Они набросили на себя накидки и завернули ноги в шали, потому что приезд герцога и герцогини сопровождался необычно холодным и раздражающим мистралем.
От завываний ветра Мари-Лор часто просыпалась по ночам. В комнате стоял ледяной холод, и ей приходилось прижиматься к Луизе, чтобы согреться. И она была совершенно не готова к тому, что на следующее утро принес с севера мистраль.
— Мари-Лор, взгляни, как красиво. — Луиза сдернула одеяло и стащила Мари-Лор с кровати.
— Что это? — изумленно спросила Мари-Лор, выглянув в маленькое окошко и увидев, что все вокруг как будто покрыто сбитыми сливками и сахарной глазурью.
— Это снег, глупышка. Неужели ты никогда не видела снега? В самом деле? Разве в Монпелье не бывает снега?
Мари-Лор покачала головой. Она, конечно, слышала о снеге, читала о нем, но такого сияния не ожидала. Снег лежал на ветвях деревьев. Даже гордые кипарисы были увенчаны причудливыми белыми шапками. Она посмотрела на гибкие ветви плюща, оплетавшие окно. Каждая веточка, каждый стебелек и листочек были обрамлены тонкой корочкой льда.
Ее дыхание затуманило маленькое стекло окна. И когда она поднесла к нему руку, чтобы стереть запотевшее пятно, удивилась, каким холодным оказалось стекло.
— Пойдем. — Луиза дернула подругу за рубашку. — Одевайся. Если поторопимся, то успеем до завтрака немного поиграть. Видишь? — Она показала на несколько фигур, которые топтались и скользили по белому пространству. — Это Мартен, — сказала она, быстро натягивая на себя трое чулок и много другой одежды, а поверх всего толстую шерстяную накидку.
Мари-Лор попыталась последовать примеру Луизы, но теперь одежда плохо налезала на нее и накидка не была очень теплой. Мари-Лор поспешила за Луизой вниз.

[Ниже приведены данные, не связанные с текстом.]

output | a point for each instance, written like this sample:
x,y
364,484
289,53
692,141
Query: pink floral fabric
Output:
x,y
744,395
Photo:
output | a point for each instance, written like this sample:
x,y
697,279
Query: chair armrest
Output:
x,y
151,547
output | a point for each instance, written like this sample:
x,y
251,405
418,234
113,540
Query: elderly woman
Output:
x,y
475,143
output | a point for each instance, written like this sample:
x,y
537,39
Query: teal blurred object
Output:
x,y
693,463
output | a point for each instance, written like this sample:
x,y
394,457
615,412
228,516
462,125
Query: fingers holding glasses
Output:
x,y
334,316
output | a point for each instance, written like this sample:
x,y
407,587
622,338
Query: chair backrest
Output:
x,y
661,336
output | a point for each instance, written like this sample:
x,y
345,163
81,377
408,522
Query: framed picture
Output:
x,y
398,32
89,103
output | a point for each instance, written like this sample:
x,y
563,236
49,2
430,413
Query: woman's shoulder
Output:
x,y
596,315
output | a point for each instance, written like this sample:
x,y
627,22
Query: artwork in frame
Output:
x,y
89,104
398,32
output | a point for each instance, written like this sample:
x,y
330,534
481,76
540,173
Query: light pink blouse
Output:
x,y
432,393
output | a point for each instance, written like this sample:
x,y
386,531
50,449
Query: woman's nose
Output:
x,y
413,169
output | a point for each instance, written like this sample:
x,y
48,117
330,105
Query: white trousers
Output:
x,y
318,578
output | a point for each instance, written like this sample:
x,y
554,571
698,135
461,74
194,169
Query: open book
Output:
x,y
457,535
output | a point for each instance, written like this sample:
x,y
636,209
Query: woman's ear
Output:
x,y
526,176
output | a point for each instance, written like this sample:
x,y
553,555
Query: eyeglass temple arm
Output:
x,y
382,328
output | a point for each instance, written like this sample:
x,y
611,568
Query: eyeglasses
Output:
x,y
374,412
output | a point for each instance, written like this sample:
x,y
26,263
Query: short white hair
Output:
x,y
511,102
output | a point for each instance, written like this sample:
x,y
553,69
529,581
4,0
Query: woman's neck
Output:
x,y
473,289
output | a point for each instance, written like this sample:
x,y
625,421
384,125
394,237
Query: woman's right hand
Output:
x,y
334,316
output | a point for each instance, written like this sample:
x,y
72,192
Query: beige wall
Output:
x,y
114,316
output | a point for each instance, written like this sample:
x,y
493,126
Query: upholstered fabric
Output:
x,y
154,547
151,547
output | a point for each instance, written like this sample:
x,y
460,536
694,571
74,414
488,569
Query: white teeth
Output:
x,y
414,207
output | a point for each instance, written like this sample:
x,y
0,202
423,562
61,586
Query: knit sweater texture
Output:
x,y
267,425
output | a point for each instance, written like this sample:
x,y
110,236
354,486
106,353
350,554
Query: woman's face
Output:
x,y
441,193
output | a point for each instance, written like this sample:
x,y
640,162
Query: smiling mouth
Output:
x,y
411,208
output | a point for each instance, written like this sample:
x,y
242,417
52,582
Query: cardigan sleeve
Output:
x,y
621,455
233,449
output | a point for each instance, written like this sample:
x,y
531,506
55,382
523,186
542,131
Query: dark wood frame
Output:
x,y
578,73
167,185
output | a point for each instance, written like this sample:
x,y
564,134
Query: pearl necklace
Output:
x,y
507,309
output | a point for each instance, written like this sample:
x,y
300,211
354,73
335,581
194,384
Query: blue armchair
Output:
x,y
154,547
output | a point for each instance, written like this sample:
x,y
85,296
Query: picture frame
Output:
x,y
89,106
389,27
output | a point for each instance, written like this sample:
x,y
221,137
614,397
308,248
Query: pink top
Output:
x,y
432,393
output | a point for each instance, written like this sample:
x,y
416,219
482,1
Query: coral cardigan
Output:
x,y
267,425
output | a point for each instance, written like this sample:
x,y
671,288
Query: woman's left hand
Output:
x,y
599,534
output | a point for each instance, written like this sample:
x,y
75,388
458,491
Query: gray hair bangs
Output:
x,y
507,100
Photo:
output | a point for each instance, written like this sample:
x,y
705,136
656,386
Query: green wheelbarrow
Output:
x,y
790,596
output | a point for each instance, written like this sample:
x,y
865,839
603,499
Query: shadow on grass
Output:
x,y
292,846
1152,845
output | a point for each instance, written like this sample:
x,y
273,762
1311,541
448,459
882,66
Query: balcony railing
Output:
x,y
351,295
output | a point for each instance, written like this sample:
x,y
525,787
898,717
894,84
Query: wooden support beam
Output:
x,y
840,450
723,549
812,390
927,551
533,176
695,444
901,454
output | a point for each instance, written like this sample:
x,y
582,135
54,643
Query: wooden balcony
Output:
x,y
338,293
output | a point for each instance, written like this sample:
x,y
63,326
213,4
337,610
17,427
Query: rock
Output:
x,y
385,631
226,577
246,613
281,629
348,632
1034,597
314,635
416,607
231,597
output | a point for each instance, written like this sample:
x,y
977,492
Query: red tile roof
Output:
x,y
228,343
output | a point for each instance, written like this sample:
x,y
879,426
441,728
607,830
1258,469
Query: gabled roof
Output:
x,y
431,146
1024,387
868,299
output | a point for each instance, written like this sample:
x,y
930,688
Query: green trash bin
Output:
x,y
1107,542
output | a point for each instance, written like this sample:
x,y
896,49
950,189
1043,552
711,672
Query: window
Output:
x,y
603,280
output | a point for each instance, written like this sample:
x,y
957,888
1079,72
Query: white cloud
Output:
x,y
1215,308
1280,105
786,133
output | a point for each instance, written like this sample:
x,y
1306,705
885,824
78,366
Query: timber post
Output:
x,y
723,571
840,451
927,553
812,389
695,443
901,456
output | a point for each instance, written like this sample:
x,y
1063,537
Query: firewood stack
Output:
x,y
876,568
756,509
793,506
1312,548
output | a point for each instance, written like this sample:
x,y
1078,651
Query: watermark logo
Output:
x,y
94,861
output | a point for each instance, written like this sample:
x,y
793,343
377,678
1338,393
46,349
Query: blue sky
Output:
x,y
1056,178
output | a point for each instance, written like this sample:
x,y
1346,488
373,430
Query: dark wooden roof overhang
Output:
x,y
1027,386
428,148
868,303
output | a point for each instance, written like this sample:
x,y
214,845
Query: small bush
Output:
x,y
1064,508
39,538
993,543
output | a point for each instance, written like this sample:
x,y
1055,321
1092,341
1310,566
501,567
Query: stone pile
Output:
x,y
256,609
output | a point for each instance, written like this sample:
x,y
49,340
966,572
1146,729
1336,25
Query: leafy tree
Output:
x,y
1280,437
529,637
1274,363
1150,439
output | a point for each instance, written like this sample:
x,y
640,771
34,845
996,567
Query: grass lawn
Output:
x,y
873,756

Все же приятно было войти в этот тихий хрустальный мир, созданный снегом, несмотря на то что от этой красоты у нее ужасно мерзли ноги. Мари-Лор прошла, ступая по чужим следам, к арке между двором замка и холмом, спускавшимся к реке. Мартен принес несколько мешков из-под корма, и она смотрела, как они с Луизой, ложась на мешки, катились с холма вниз.
И здесь же был Робер, с ярко-красными носом и особенно ушами.
— Пора завтракать, Мари-Лор, — улыбнулся он. — Пойдем в дом, ты, похоже, одета не по погоде.
Они направились к замку через двор.
— Я никогда раньше не видела снега, — сказала девушка. — В Монпелье не было снега, как и в других частях Лангедока. В школе нас учили гордиться нашим «мягким и приятным средиземноморским климатом».
— Ну, — ответил он, — в Провансе снег иногда выпадает в горах. Это единственная польза от мистраля. Но он приносит и обледенелые скользкие дороги — вот сегодня почта не придет, — и зимние простуды, кашель, насморк, — добавил он. — Так что береги себя.
Сегодня почта не придет. Нет, не может не прийти.
К вечеру у Мари-Лор и Луизы покраснели глаза и потекло из носа. А оставалось собрать в складки еще несколько ярдов атласа.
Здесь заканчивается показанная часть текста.